Unplugged, Modern WiFi Hacking

Date: October 17-20
Presenters:
Sensepost
Skill Level:
Intermediate

If you want to learn how to understand and compromise modern Wi-Fi networks, this is your course.

Learning modern Wi-Fi hacking can be a pain. Several new advances in WiFi security have been released, along with some new attacks. But, public literature still has lots of outdated material for technologies we rarely see deployed in the real world anymore. Numerous tools overly rely on automation, and leave you wondering when they don’t work, because neither the fundamentals nor underlying attack is understood. Even worse, some popular attacks will rarely if ever work in the real world.

If you want to really understand what’s going on, and master the attacks in such a way that you can vary them when you encounter real world complexities, this course will teach you what you need to know.

Web Hacking - Black Belt Edition 2020 (4 Day)

Date: October 17-20
Presenters:
Notsosecure

This class teaches the audience a wealth of hacking techniques to compromise modern-day web applications, APIs and associated end-points. This class focuses on specific areas of appsec and on advanced vulnerability identification and exploitation techniques. The class allows attendees to learn and practice some neat, new and ridiculous hacks which affected real-life products and have found a mention in real bug-bounty programs. The vulnerabilities selected for the class either typically go undetected by modern scanners or the exploitation techniques are not so well known.

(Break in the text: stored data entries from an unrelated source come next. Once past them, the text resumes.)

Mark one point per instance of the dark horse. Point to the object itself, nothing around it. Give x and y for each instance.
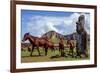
(38, 42)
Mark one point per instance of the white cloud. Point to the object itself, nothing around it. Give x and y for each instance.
(38, 25)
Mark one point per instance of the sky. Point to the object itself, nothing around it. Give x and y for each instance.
(38, 22)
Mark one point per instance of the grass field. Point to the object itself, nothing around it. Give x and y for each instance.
(51, 56)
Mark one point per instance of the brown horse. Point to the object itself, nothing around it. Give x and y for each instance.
(71, 45)
(38, 42)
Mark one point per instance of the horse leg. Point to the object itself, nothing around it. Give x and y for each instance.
(46, 50)
(32, 50)
(38, 50)
(72, 52)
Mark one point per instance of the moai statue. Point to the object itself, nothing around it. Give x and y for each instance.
(81, 37)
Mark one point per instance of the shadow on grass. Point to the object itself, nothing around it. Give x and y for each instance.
(32, 56)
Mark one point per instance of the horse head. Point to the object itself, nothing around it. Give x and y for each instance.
(26, 36)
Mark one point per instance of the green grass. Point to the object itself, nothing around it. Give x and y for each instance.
(25, 56)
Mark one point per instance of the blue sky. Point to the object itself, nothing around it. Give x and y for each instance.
(39, 22)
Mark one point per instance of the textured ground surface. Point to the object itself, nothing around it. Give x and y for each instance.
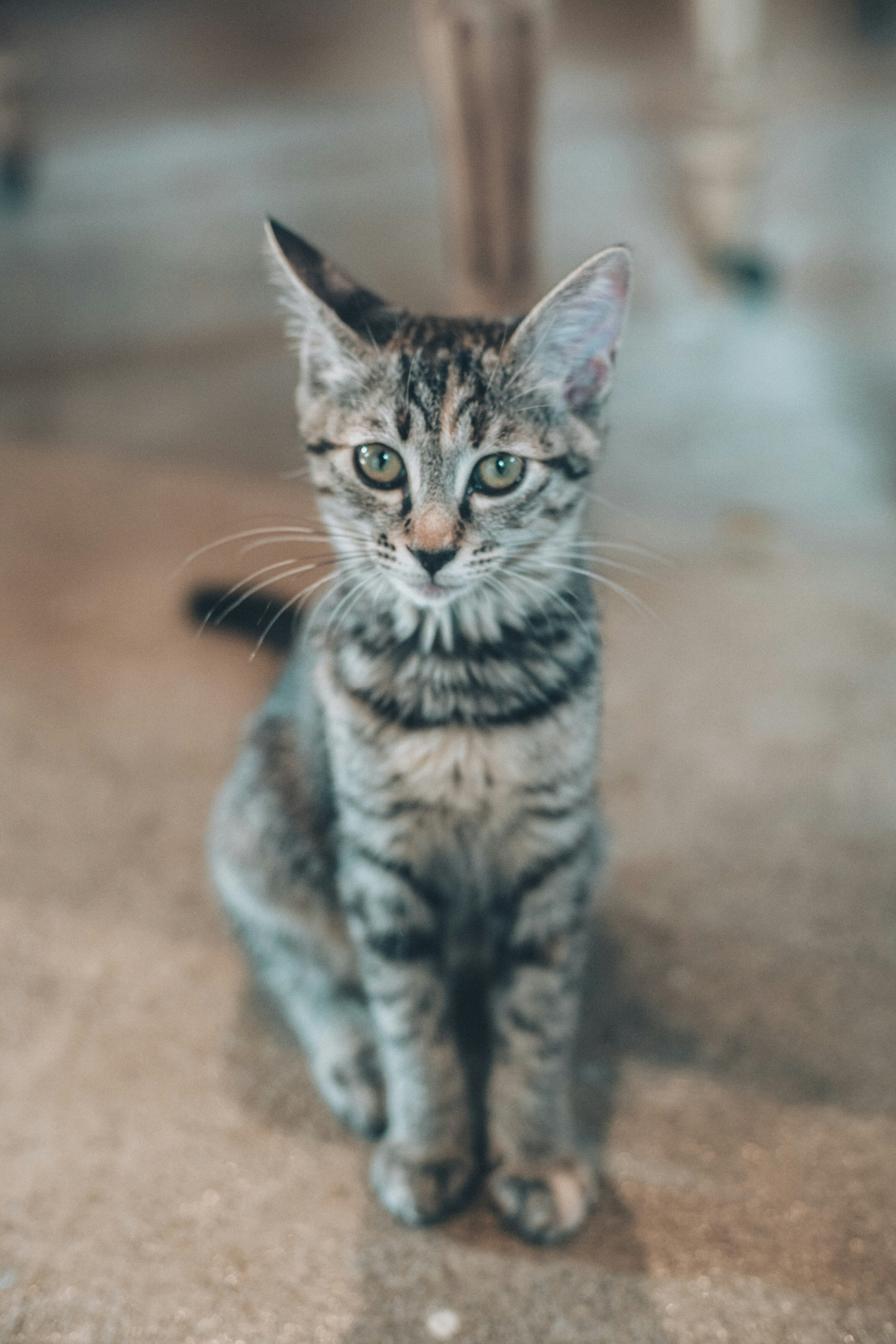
(167, 1171)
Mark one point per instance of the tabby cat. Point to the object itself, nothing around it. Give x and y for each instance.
(413, 814)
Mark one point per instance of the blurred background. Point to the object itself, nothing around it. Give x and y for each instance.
(170, 1174)
(138, 318)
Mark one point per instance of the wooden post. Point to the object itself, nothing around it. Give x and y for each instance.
(721, 154)
(484, 65)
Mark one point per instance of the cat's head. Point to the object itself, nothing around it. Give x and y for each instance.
(451, 456)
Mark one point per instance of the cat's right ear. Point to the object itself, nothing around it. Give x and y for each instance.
(569, 342)
(335, 323)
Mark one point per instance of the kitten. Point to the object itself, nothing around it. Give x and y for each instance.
(414, 806)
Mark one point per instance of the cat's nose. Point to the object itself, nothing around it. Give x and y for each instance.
(433, 561)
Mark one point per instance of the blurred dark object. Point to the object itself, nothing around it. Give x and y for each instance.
(484, 64)
(264, 620)
(747, 273)
(876, 21)
(721, 152)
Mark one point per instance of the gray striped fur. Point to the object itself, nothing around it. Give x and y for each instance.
(413, 814)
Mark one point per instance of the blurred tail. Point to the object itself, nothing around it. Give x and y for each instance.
(213, 609)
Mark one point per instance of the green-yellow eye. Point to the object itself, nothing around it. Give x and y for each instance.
(379, 467)
(498, 474)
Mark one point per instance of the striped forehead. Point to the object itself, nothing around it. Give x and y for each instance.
(442, 389)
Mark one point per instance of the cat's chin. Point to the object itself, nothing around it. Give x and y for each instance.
(428, 596)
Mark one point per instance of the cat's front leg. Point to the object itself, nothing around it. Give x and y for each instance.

Attendees will also benefit from a state-of-art Hacklab and we will be providing FREE 30 days lab access after the class to allow attendees more practice time. Some of the highlights of the class include:

  • Modern JWT, SAML, OAuth bugs
  • Core business logic issues
  • Practical cryptographic flaws.
  • RCE via Serialization, Object, OGNL and template injection.
  • Exploitation over DNS channels
  • Advanced SSRF, HPP, XXE and SQLi topics.
  • Serverless exploits
  • Web Caching issues
  • Attack chaining and real life examples.